Visual Features of Sheet Music Using Autoencoders

Format (When): Where

  • Presentation (2025): International Conference on Computational and Cognitive Musicology

Dataset

I collected sheet music from 7 musical periods, 3 composers from each period. Pieces are separated by composer, and are split into individual pages as jpgs. A minimum of 30 pages of music was ensured for each composer. The dataset includes 1,302 pages of music from 101 pieces. To train the model, I isolated 5 random (448x448 px) samples from each image (meaning there are 6,510 samples)—see below. To ensure samples were not predominantly white, I used a whiteness threshold (.9) to exclude samples which have a mean pixel value considered too white.

Because I included popular music and scans that are not in the public domain, I am choosing not to publicly share the dataset—I am happy to give access to anyone who would like to see it or use it for research purposes.

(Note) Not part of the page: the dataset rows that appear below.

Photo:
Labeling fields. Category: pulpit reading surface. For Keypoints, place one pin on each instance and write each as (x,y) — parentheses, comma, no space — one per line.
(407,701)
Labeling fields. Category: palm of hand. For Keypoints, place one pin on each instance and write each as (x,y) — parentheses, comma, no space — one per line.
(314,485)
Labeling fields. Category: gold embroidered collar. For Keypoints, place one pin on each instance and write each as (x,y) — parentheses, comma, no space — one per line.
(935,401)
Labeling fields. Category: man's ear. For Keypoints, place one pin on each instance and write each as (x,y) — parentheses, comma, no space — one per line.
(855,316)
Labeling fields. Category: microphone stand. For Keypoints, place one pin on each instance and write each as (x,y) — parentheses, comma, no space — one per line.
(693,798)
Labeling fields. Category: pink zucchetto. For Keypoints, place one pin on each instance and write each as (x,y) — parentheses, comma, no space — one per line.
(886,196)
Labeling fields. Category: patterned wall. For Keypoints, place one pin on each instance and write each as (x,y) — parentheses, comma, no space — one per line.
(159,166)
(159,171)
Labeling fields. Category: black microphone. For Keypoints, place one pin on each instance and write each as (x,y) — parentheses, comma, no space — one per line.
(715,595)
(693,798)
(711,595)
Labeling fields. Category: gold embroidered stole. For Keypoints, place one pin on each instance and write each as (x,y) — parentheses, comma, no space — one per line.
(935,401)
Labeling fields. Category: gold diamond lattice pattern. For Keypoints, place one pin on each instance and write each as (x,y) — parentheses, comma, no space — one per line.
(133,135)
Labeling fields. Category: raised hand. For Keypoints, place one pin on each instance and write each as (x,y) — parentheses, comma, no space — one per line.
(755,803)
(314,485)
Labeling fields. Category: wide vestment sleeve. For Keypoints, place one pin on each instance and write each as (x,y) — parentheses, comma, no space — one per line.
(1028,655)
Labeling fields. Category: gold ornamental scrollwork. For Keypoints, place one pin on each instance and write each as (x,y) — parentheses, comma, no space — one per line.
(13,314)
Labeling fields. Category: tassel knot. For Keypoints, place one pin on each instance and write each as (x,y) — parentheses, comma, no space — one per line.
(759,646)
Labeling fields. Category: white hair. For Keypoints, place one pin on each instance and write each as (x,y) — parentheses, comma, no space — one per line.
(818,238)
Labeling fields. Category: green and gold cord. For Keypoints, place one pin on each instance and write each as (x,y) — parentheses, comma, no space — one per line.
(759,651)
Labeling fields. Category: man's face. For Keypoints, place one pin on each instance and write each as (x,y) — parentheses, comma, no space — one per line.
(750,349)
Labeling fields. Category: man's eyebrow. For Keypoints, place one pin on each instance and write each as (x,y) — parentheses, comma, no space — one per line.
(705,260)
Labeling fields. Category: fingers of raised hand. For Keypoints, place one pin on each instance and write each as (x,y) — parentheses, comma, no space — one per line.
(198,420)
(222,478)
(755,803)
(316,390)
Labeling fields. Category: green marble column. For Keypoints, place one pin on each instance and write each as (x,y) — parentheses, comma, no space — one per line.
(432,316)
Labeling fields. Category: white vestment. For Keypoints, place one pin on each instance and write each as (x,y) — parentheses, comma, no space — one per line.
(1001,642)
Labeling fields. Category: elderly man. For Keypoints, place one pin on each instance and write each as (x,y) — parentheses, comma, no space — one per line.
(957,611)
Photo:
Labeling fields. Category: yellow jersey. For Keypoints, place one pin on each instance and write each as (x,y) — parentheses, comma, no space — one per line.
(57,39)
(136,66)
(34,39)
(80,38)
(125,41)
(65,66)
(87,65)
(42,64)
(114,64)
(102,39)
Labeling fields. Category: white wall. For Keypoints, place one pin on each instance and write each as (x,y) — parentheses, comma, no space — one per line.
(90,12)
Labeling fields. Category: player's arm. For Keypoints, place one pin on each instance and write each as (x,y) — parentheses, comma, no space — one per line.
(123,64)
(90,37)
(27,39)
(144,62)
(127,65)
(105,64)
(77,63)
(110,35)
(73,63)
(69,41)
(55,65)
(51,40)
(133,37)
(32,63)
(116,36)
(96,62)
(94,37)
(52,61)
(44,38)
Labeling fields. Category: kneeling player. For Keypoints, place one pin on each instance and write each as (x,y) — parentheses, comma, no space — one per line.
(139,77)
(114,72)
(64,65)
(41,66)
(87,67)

Styles7 : (Baro., Class., Rom., Impress., Rag., Tin-Pan, Pop/Rock)
Composers/Artists21 (3 from each style)
Pages1302 (min 30 from each)
Pieces101
Samples6,510: 5 (448 x 448) samples from each score.

Model Architecture

The model is a convolutional autoencoder with a classification head. Unpacking that a bit:

An autoencoder is an unsupervised neural network model composed of an 1) encoder, 2) bottleneck (or latent space), and 3) decoder. The goal of the model is to produce an output that matches the input _\hat{x}≈_x where x is the input and \hat{x} is the reconstruction. However, we reduce the input to a lower dimmension—we reduce the image from 448x448 px to, ultimately, 56x56 px. (It gets reduced to 224x224 and 112x112 along the way.) The job of the encoder is to reduce the image to a 56x56 px image—which is known as the bottleneck—and the job of the decoder is to reproduce the original image by upsampling from its smaller state.

For the convolution, we take a 5x5 or 3x3 filter and slide it across the image—one example of a filter is shown below. We take the dot product between the filter and the image (multiplying each position with the position beneath it and summing those values). By continuing to slide the filter across the image, it results in a new matrix showing where the filter “matched” the image. After training, filters learn and correspond to certain features of the image to better compress or reproduce the image. Typically, filters in the earlier stages of the autoencoder correspond to basic visual features, and those later learn more sophisticated representations.

In the model above, I have also added batch normalization and dropout. Batch normalization shifts the mean of the output layer to be close to 0 and the standard deviation close to 1. Dropout randomly “drops” (sets to zero) a fraction of layer outputs during training to prevent the model from overfitting to the training dataset. The rate used was a standard 0.25, meaning 25% of connections are dropped.

The actual filter looks like this: |(5x5)x16|(3x3)x32|(3x3)x64| There are 3 layers 16 of 5x5 filters, 3 layers of 32 3x3 filters, and 3 layers of 64 3x3 filters.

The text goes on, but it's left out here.